For exploration, a rectangular image was provided to many tiles models at 500x750, a person on neutral background. The AI vision models then, even prodded with suggestion, have no concept that it is not a single image being viewed, and denies seeing more than the image content (aka blank semantic information). An example response of this prodding:
Based on the underlying AI context window, the image is presented as a single unit (tile) without subdivision into multiple sub-sections. The entire content is visible in one continuous section.
Contents of the section:
- The central area contains a person with unusual features, including a large, textured, purple object attached to their head and intricate patterns on their clothing.
- The background is a uniform off-white color, providing high contrast to the central figure.
- The figure occupies the majority of the vertical space, with the head and upper torso centered.
Overlap and blank area:
- There is no overlap between sections, as only one section (tile) is present.
- The blank area (off-white background) surrounds the figure, especially at the top, sides, and a small portion at the bottom. Approximately 25-30% of the image area is blank (background) without semantic information, mostly around the edges.
- The remaining 70-75% contains the main content (the figure and their attire).

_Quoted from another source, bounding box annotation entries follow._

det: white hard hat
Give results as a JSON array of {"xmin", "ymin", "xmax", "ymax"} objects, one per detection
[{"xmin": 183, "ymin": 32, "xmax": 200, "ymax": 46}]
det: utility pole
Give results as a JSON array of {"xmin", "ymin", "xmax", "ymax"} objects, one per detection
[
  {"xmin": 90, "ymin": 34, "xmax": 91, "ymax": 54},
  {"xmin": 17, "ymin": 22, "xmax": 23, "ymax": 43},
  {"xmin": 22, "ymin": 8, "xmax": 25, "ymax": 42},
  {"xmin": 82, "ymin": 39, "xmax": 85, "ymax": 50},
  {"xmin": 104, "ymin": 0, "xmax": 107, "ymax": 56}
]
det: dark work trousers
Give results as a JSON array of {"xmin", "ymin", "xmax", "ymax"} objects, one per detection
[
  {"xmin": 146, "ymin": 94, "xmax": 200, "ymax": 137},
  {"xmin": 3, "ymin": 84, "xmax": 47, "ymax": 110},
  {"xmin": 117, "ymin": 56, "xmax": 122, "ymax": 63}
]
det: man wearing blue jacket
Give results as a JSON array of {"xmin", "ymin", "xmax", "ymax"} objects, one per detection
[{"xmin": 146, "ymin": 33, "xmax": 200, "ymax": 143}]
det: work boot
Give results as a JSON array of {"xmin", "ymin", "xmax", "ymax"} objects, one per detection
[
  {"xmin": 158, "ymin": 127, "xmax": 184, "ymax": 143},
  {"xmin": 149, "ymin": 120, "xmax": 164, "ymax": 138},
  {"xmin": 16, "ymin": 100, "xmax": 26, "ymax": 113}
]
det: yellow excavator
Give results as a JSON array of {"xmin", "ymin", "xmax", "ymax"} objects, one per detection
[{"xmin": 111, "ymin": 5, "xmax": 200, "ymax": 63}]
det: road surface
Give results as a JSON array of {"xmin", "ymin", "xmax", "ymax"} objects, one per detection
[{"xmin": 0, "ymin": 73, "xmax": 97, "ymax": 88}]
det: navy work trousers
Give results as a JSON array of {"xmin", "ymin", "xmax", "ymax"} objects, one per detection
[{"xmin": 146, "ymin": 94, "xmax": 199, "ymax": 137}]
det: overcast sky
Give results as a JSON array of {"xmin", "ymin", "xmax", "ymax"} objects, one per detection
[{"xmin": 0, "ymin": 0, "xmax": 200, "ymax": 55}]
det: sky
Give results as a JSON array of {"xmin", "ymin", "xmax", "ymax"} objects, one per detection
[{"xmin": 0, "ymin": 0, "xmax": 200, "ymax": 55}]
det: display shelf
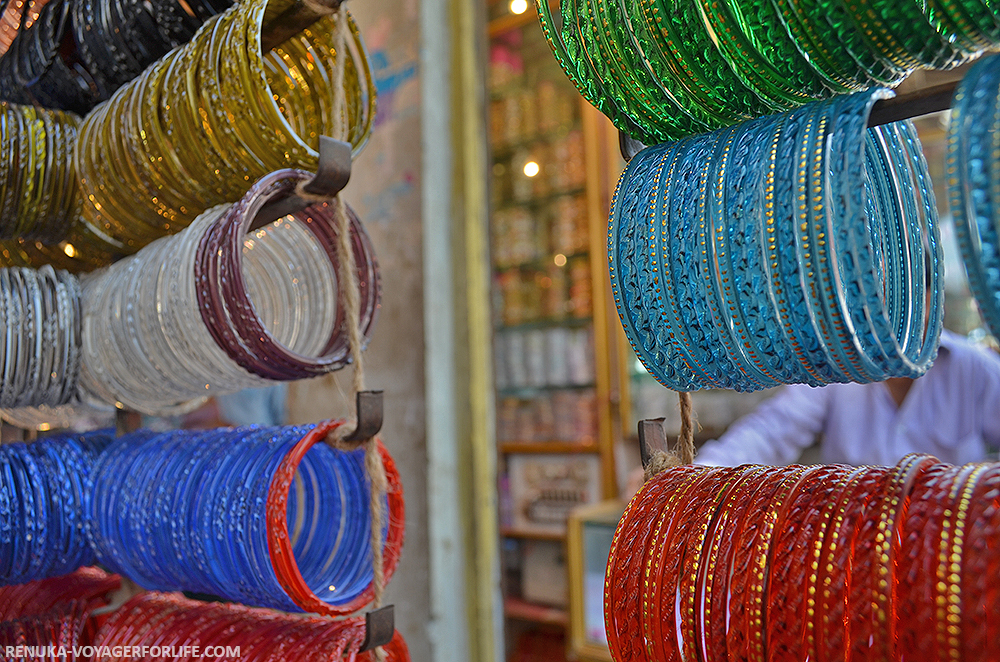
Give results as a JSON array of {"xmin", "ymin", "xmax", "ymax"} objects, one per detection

Understanding of the entire image:
- The image is fully visible in one tile, with no missing or repeated content.
- The context window provides a complete and coherent view of the image, allowing for a clear understanding of the central subject and the background.
What is documented is the two downsize operations, using maximums for longer and shorter image dimensions. Which you should do yourself for bandwidth concerns and with a content-aware resampler, so you control more of the final input.

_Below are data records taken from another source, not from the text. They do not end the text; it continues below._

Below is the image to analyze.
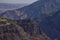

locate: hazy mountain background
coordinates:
[0,0,60,40]
[0,3,28,13]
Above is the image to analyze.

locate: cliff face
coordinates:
[0,18,51,40]
[0,0,60,40]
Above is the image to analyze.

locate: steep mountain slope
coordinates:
[0,18,51,40]
[0,3,27,13]
[1,0,60,40]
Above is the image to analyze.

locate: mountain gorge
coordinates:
[0,3,28,13]
[0,0,60,40]
[0,17,51,40]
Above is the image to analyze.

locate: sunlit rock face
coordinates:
[1,0,60,40]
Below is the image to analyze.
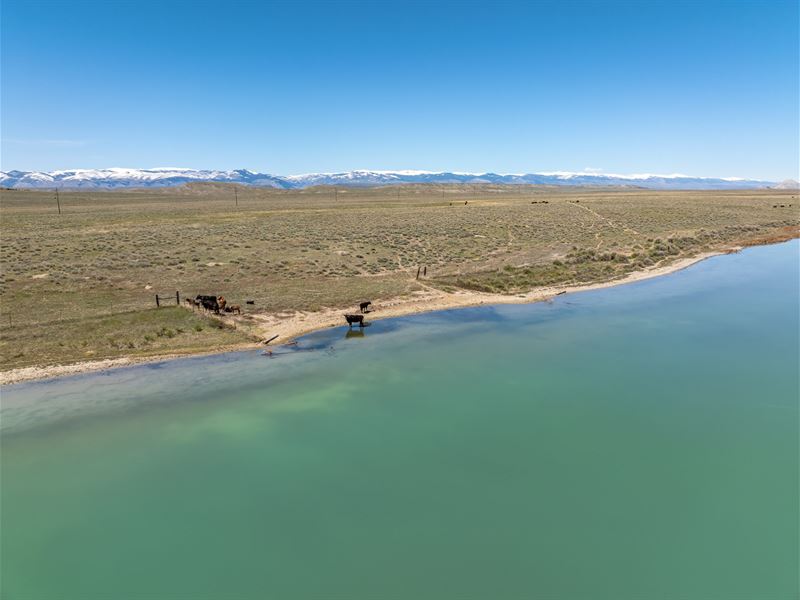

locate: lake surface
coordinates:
[1,240,800,600]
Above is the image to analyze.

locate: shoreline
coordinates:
[0,246,745,386]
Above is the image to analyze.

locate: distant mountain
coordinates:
[0,167,780,190]
[770,179,800,190]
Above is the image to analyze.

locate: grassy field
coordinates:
[0,184,800,370]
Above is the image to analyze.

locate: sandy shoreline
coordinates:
[0,248,740,385]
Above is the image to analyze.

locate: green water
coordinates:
[1,241,800,600]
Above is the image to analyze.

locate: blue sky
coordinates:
[0,0,800,179]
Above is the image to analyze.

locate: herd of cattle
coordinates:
[186,294,372,327]
[186,294,242,315]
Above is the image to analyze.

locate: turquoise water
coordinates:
[1,241,800,600]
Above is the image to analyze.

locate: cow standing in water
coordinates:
[344,315,364,327]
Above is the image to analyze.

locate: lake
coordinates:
[0,240,800,600]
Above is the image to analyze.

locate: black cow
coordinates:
[344,315,364,327]
[195,294,219,314]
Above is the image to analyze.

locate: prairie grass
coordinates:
[0,184,800,369]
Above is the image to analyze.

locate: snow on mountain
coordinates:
[0,167,776,190]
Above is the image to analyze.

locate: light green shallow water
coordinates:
[2,241,800,600]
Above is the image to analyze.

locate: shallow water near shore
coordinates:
[0,240,800,600]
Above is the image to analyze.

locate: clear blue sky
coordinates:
[0,0,800,179]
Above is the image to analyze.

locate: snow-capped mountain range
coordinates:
[0,167,796,190]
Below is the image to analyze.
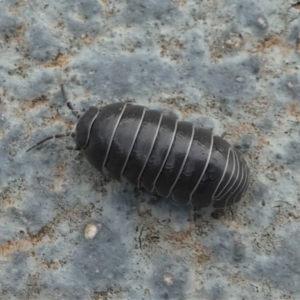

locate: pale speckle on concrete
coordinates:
[84,223,101,239]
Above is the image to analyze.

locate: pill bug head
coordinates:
[26,85,99,152]
[71,106,99,150]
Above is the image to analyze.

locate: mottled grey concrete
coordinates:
[0,0,300,300]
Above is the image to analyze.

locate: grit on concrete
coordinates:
[0,0,300,300]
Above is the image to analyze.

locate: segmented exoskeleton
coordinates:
[73,103,249,208]
[27,86,250,208]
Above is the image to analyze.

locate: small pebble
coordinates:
[84,223,98,240]
[235,76,245,82]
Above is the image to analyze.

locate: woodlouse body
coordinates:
[73,103,249,208]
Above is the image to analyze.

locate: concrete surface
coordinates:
[0,0,300,300]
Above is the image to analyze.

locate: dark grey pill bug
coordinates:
[28,86,250,208]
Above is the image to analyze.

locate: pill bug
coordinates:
[27,87,250,208]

Right, I have an image (just a picture of cat) which after the resizing and tiling is almost 50% image and 50% blank tile (it’s a 2 by 3 tile image). The model does not seem to be “aware” of any padding around the image if prompted.
Anyway, thanks for your response.
Also, I’m trying to extract the location of the cat in the image (tried bounding box or grid coordinates). Sometimes GPT4o will explicitly say that it can’t do this and that I should use an image detection model instead.
Also it says this only sometimes, even though temperature is set to zero. I suppose setting temp to zero doesn’t give deterministic outputs with image input (floating point and everything aside). I have found it does with text input.
Another possibility is that there is no padding. The tiles might overlap to cover the image.